Au contraire, la loi nationale des Francs suppose manifestement en plusieurs endroits, que tous les Francs de condition libre, fussent du même ordre, parce que dans les occasions où elle auroit dû statuer différemment par rapport aux diverses conditions dans lesquelles chacun des citoyens seroit né, elle statue uniformément. Citons quelques exemples tirés de la Loi Salique et de la Loi Ripuaire, qui comme nous l’avons dit, sont en quelque maniere deux tables de la loi nationale des Francs.

Le quarante-quatriéme titre des Loix Saliques statue sur les interêts civils, ou sur la peine pécuniaire à laquelle doit être condamné le meurtrier de condition libre qui aura tué une personne de même condition que lui. Il est dit dans ce titre dont la substance est la même que dans toutes les rédactions de la Loi Salique. » Le Franc qui aura tué un Romain de condition à manger à la table du Roi (c’est de quoi nous parlerons plus bas) sera condamné à trois cens sols d’or. Celui qui aura tué un Romain de l’ordre de ceux qu’on appelle Possesseurs, c’est-à-dire, qui possedent des biens fonds dans le Canton où ils sont domiciliés, payera cent sols d’or. Celui qui aura tué un Romain tributairc, payera quarante-cinq sols d’or. » Les Loix Saliques ayant ainsi arbitré la peine pécuniaire du meurtrier d’un Romain libre par rapport à l’ordre dont le Romain étoit, parce que la nation Romaine étoit divisée en plusieurs ordres, il est évident qu’elles auroient de même arbitré la peine pécuniaire du meurtrier d’un Franc libre, par rapport à l’ordre dont auroit été le Franc mis à mort, supposé que les Francs eussent été divisés comme les Romains en differens ordres. Cependant les loix Saliques ne font point cette distinction. Dans le titre que je rapporte il est dit simplement : « Celui qui aura tué un Franc, un autre Barbare, ou un homme qui vit selon la Loi Salique, sera condamné à payer deux cens sols d’or. »

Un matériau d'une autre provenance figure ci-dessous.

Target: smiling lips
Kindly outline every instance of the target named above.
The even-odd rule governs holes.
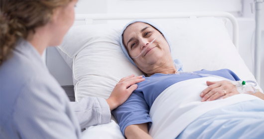
[[[148,48],[147,50],[146,50],[146,52],[145,53],[145,54],[144,55],[144,56],[145,56],[145,55],[146,55],[146,53],[147,53],[149,51],[150,51],[151,50],[152,50],[152,49],[156,47],[157,46],[154,46],[154,47],[153,47],[152,48]]]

On trouve aussi dans la loi des Ripuaires, deux titres, où il est statué expressément sur le meurtre d’une personne libre. Il est dit simplement dans le premier : « L’homme libre qui tuëra un Ripuaire libre, sera condamné à deux cens sols d’or. » Ce titre ne contient rien de plus. Au contraire, le trente-sixiéme qui statue sur le meurtre commis par le Ripuaire, qui auroit tué une personne d’une autre nation, condamne le meurtrier à une somme plus ou moins forte, suivant la condition dont étoit le mort. Le Ripuaire qui auroit tué un Franc Salien, y est condamné à deux cens sols d’or. Celui qui auroit tué un Bourguignon, à cent soixante. Celui qui auroit tué un Romain citoyen d’un autre pays que celui que tenoient les Ripuaires, à cent sols d’or. Enfin le Ripuaire qui auroit trempé ses mains dans le sang d’un soûdiacre, doit payer quatre cens sols d’or ; celui qui les auroit trempées dans le sang d’un diacre, cinq cens sols d’or, et celui qui les auroit trempées dans le sang d’un prêtre, six cens sols d’or. Qui ne voit qu’une loi si jalouse de proportionner la peine d’un meurtrier à la qualité de la personne tuée, auroit infligé des peines plus ou moins fortes aux meurtriers des Ripuaires de differente condition, si les Ripuaires eussent été divisés en plusieurs ordres.

Ce qui démontre, à mon sentiment, que le silence de la loi des Francs, et celui des historiens sur la division des Francs libres en differens ordres, prouve contre cette division, c’est que les loix des nations, dont les citoyens ont été véritablement divisés en nobles et en non-nobles, dans les siecles dont il est ici question, parlent de cette division ; c’est que les historiens en font mention. Citons quelques exemples.

On trouve dans le recueil de Lindembrog la loi des Frisons, une des nations Germaniques, dont les citoyens étoient partagés en deux ordres ; celui des nobles, et celui des Frisons qui ne l’étoient pas. Il y est dit, au titre des Homicides  : » Le Noble qui aura tué un autre Noble, payera quatre-vinge sols d’or. Le Noble qui aura tué un simple Citoyen, payera cinquante-quatre sols d’or, & celui qui aura tué un affranchi, payera vingt-sept fols d’or au Patron de l’Affranchi, & neuf sols d’or aux parens de l’affranchi. Le simple Citoyen qui aura tué un Noble, sera condamné à quatre-vingt sols d’or, & à cinquante-trois sols d’or s’il a tué un Ciroyen du même Ordre que lui. L’affranchi qui aura tué un Noble, payera quatre vingt sols d’or, & cinquante-trois sols, s’il a tué un simple Citoyen. »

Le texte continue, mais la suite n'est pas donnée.